En France, le seuil de pauvreté est fixé à 1 063 euros par mois. Pour répondre à votre objectif d'un socle citoyen, votre mécanisme supposerait logiquement une allocation du même montant, au moins. Or le SMIC net s'élève cette année à 1 219 euros par mois : le salaire minimum ne représenterait donc que 156 euros de plus que le revenu universel. Bien sûr, en France, les bas salaires sont trop faibles ; il y a là un combat à mener, une cause que nous devons faire progresser ensemble. Toutefois, chers collègues, osons dire les choses : alors que tous s'accordent désormais sur le fait que le travail, pour de multiples raisons, doit être d'urgence remise en valeur dans notre pays, prenez garde que le revenu universel ne devienne une prime à l'inactivité.
Votre argumentation repose notamment sur une comparaison internationale : vous avez cité l'Allemagne, l'Espagne, le Japon, qui réfléchissent à un tel dispositif. Mais ils n'ont pas de système de protection sociale analogue au nôtre ! Si l'on compare taux de pauvreté et revenu médian de la population, les chiffres d'Eurostat comme ceux de l'Organisation de coopération et de développement économiques, l'OCDE, révèlent que la France couvre davantage la pauvreté que ces trois pays. Nous devons à l'évidence poursuivre nos efforts en matière de lutte contre la pauvreté ; le système français n'en reste pas moins l'un des plus protecteurs au monde.
Vous promettez l'éradication de la pauvreté par ce revenu universel, dont vous considérez que le montant relève du dialogue social. Ce n'est pas possible ; nous ne sommes pas d'accord. Recourir au dialogue social est une astuce par laquelle vous évitez d'en venir à la réalité budgétaire.

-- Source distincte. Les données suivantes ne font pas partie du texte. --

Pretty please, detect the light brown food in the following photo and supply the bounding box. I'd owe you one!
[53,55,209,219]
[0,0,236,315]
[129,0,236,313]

Ni les minima sociaux, ni l'impôt, auquel s'adosse le système, ne dépendent du dialogue social : en la matière, c'est au Parlement qu'il revient de décider. Concernant le revenu universel, vous ne pouvez rejeter la responsabilité de la décision sur les partenaires sociaux. Votre simulation suppose une allocation au niveau du RSA et un taux d'imposition moyen de 32 %. Or, dès lors que l'on porte votre revenu universel à 1 063 euros par mois, minimum requis, je le répète, pour éradiquer effectivement la pauvreté, il en résulte un doublement de son coût. Sous l'angle de la soutenabilité, l'idée que vous nous soumettez est donc très largement contestable. En outre, la moitié de la population française ne paie pas l'impôt sur le revenu ; même avec un mécanisme adéquat, le fait de la mettre à contribution pourrait susciter des résistances et des conflits.
Vous avez raison de mettre ce débat sur la table, et notre groupe est tout à fait favorable à une réflexion franche sur le travail, sur l'activité pour tous, sur la protection sociale, sur la lutte contre la pauvreté. Cependant, en l'état, telle qu'elle est formulée, nous ne suivrons pas votre proposition.